The Confessions And Letters Of St by St. Augustine
Chapter XXII.--He Prays God that He Would Explain This Most Entangled Enigma.
28. My soul yearns to know this most entangled enigma. Forbear to shut up, O Lord my God, good Father, -- through Christ I beseech Thee, -- forbear to shut up these things, both usual and hidden, from my desire, that it may be hindered from penetrating them; but let them dawn through Thy enlightening mercy, O Lord. Of whom shall I inquire concerning these things? And to whom shall I with more advantage confess my ignorance than to Thee, to whom these my studies, so vehemently kindled towards Thy Scriptures, are not troublesome? Give that which I love; for I do love, and this hast Thou given me. Give, Father, who truly knowest to give good gifts unto Thy children. Give, since I have undertaken to know, and trouble is before me until Thou dost open it. Through Christ, I beseech Thee, in His name, Holy of Holies, let no man interrupt me. For I believed, and therefore do I speak.

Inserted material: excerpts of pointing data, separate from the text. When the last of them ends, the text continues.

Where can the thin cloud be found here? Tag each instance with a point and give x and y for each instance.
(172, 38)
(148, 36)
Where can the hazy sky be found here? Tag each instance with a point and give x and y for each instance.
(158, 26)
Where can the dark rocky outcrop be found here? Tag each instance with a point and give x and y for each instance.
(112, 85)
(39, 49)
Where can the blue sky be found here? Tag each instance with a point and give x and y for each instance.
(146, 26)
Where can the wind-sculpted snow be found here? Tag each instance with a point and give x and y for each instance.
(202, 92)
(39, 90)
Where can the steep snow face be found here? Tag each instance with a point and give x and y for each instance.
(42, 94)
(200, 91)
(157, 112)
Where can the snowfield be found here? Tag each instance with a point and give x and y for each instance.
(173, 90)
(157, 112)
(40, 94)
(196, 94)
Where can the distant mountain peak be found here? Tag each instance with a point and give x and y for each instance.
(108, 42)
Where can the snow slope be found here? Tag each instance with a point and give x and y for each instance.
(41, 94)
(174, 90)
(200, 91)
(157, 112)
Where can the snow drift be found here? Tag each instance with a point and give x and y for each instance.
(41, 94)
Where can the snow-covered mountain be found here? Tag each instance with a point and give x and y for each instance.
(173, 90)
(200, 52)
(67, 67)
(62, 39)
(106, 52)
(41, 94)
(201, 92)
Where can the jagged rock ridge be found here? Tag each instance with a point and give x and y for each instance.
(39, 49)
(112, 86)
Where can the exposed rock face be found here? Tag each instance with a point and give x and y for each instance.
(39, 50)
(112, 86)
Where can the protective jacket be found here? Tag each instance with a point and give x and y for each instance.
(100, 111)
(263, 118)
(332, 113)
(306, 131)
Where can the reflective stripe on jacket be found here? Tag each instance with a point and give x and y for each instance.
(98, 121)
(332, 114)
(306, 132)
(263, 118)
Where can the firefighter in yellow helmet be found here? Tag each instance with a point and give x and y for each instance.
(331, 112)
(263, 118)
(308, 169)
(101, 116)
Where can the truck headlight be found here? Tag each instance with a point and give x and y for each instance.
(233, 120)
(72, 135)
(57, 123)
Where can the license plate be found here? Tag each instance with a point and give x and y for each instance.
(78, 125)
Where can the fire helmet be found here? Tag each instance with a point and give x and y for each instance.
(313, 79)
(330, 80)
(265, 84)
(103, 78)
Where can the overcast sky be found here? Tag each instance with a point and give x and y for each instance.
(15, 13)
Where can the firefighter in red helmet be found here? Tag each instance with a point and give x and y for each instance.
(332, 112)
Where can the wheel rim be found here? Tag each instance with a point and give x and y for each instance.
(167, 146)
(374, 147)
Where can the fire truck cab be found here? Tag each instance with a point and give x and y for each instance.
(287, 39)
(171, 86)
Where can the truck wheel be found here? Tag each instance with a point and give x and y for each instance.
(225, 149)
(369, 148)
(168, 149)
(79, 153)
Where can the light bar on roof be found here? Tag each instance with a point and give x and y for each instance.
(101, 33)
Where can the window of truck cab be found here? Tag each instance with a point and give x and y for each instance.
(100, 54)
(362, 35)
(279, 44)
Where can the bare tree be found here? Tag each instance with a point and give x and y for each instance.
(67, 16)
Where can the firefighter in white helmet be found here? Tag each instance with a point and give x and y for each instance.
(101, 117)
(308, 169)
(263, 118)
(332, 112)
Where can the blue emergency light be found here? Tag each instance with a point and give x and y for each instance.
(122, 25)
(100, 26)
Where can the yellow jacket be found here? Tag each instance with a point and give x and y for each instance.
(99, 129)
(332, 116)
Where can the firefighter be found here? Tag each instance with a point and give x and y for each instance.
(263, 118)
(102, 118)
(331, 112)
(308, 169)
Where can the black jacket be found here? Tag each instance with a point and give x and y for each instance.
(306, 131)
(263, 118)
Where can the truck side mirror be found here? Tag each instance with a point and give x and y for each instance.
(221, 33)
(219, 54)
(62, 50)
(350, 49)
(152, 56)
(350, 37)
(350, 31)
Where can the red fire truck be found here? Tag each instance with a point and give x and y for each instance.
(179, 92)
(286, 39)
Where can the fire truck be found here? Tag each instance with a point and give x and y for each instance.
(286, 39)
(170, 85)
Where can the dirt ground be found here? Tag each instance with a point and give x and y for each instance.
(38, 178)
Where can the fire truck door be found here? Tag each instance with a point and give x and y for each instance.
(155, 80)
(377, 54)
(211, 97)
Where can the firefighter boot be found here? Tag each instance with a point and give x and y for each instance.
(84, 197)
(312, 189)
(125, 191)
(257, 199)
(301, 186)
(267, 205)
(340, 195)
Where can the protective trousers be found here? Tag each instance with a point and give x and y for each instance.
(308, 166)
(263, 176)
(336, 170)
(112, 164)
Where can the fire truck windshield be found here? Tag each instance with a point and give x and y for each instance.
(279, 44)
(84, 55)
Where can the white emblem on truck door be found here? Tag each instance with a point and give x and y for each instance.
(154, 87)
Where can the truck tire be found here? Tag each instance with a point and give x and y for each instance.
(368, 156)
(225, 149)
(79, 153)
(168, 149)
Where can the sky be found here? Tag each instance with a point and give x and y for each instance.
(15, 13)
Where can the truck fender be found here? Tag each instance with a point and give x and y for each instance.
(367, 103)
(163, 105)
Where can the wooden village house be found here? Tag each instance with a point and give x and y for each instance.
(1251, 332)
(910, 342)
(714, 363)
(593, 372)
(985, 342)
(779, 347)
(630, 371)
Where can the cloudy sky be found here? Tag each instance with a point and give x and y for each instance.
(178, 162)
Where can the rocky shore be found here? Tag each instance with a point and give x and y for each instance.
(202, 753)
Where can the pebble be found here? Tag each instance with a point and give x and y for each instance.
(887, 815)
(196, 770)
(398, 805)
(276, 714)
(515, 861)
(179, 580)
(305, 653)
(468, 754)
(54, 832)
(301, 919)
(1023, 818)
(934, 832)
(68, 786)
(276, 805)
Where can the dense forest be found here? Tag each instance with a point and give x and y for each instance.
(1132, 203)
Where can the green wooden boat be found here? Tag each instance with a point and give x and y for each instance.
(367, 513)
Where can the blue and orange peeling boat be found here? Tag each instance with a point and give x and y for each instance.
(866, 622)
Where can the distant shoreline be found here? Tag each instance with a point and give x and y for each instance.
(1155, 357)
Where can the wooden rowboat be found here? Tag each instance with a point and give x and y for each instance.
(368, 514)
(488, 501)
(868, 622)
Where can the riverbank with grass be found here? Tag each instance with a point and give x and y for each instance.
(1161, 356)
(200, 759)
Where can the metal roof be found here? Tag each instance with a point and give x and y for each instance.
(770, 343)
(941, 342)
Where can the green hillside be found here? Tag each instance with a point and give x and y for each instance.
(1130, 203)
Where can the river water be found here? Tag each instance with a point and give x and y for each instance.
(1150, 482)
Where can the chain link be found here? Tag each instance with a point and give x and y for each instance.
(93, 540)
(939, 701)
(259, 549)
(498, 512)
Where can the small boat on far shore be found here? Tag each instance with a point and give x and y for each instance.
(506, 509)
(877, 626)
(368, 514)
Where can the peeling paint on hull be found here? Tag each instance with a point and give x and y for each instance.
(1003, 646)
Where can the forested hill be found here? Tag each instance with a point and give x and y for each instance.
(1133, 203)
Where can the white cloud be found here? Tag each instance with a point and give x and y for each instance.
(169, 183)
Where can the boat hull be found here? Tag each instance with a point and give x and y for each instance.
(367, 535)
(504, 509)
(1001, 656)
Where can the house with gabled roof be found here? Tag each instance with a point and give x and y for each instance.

This is my hope; for this do I live, that I may contemplate the delights of the Lord. Behold, Thou hast made my days old, and they pass away, and in what manner I know not. And we speak as to time and time, times and times, -- |How long is the time since he said this?| |How long the time since he did this?| and, |How long the time since I saw that?| and, |This syllable hath double the time of that single short syllable.| These words we speak, and these we hear; and we are understood, and we understand. They are most manifest and most usual, and the same things again lie hid too deeply, and the discovery of them is new.